(CNN) 英人気歌手エルトン・ジョンさんはこのほど、インターネットの画像共有サービス「インスタグラム」に、ロシアのプーチン大統領から電話があったと投稿した。性的少数者(LGBT)の権利について話したとされるが、大統領側は「事実でない」と言い切っている。
ジョンさんはインスタグラムの公式ページに「プーチン大統領がきょう電話をくれたことに感謝。実際にお会いして、ロシアの性的少数者について語り合う機会を心待ちにしています」と書き込み、大統領の顔写真とともに掲載した。
一方ロシアの国営通信社スプートニクによると、ロシアのペスコフ大統領報道官は15日、記者団に「会話の事実はなかった」と述べ、ジョンさんの話を全面的に否定した。
実際に何が起きたのか、起きなかったのかは明らかでない。ジョンさんが偽の電話にだまされた可能性も指摘されている。
15日の時点で、ジョンさんの代表者から問い合わせへの返答は得られていない。インスタグラム上にはプーチン大統領についての投稿が依然として掲載されたままだ。
ジョンさんは同性愛者の権利をめぐる積極的な発言で知られる。先週末には英BBCテレビとのインタビューで、ロシアで同性愛者が受けている扱いをめぐり、プーチン大統領にぜひ面会したいと提案。「実現性は低いかもしれないが、試みることはできる」と語っていた。

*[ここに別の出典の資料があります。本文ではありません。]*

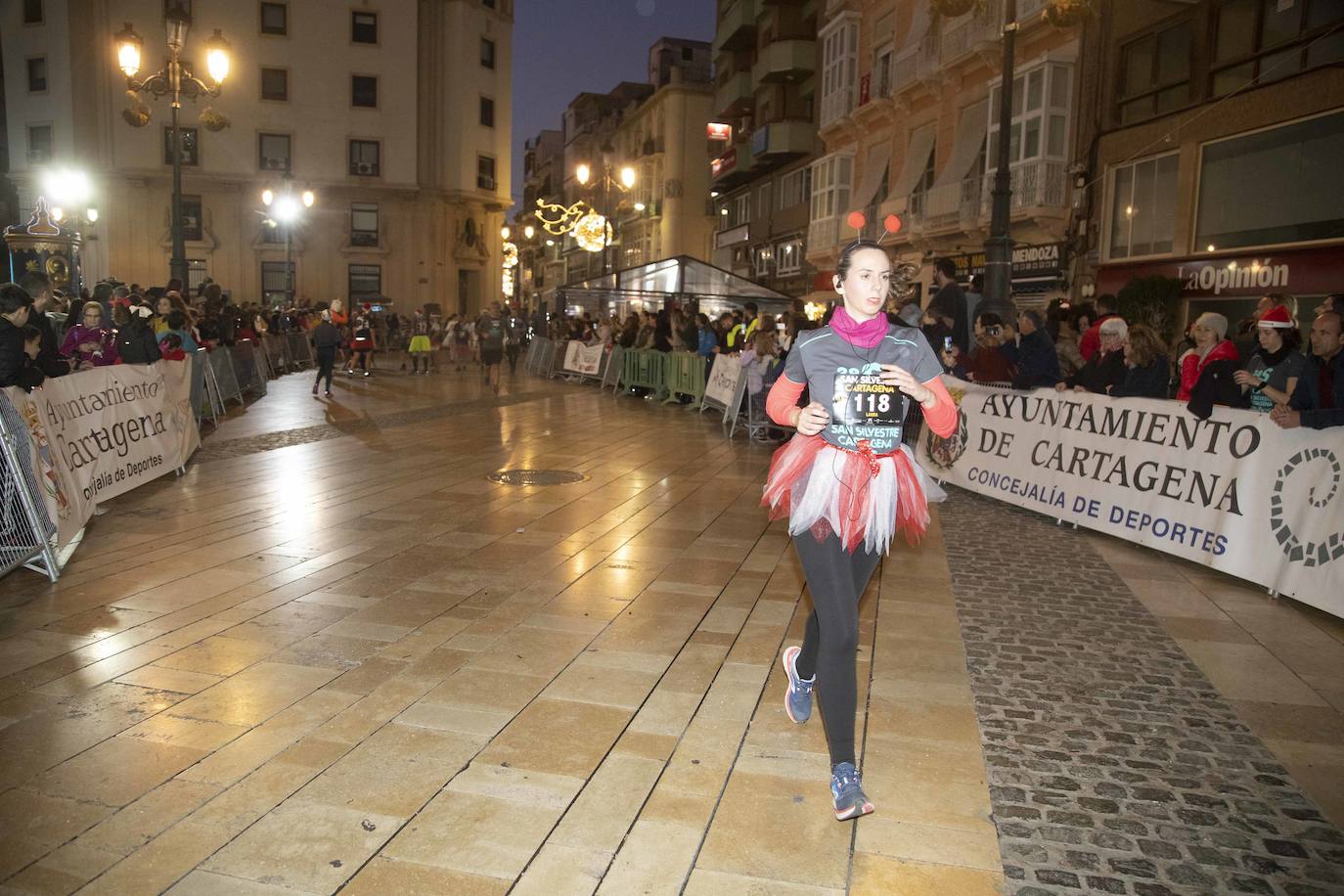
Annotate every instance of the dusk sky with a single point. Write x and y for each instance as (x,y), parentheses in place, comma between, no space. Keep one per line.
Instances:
(563,47)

大統領と会って何を言いたいかという質問には、「同性愛者を孤立させたり偏見を持ったりすることなく、受け入れてほしい」と答えた。
ロシアでは2013年、未成年者の前で同性愛者の権利や関係について話すなどの「宣伝行為」を禁止する法律が成立した。国際人権団体ヒューマン・ライツ・ウォッチは昨年12月の報告書で、同国政府が同性愛者への暴力を防止し、刑事責任を問う義務を果たしていないと指摘している。
ペスコフ報道官が15日に語ったところによると、プーチン大統領は「いかなる人権問題についても、常に実情を説明する用意がある」という。ただ近い将来、ジョンさんに面と向かって説明する場が設けられるかどうかは不明だ。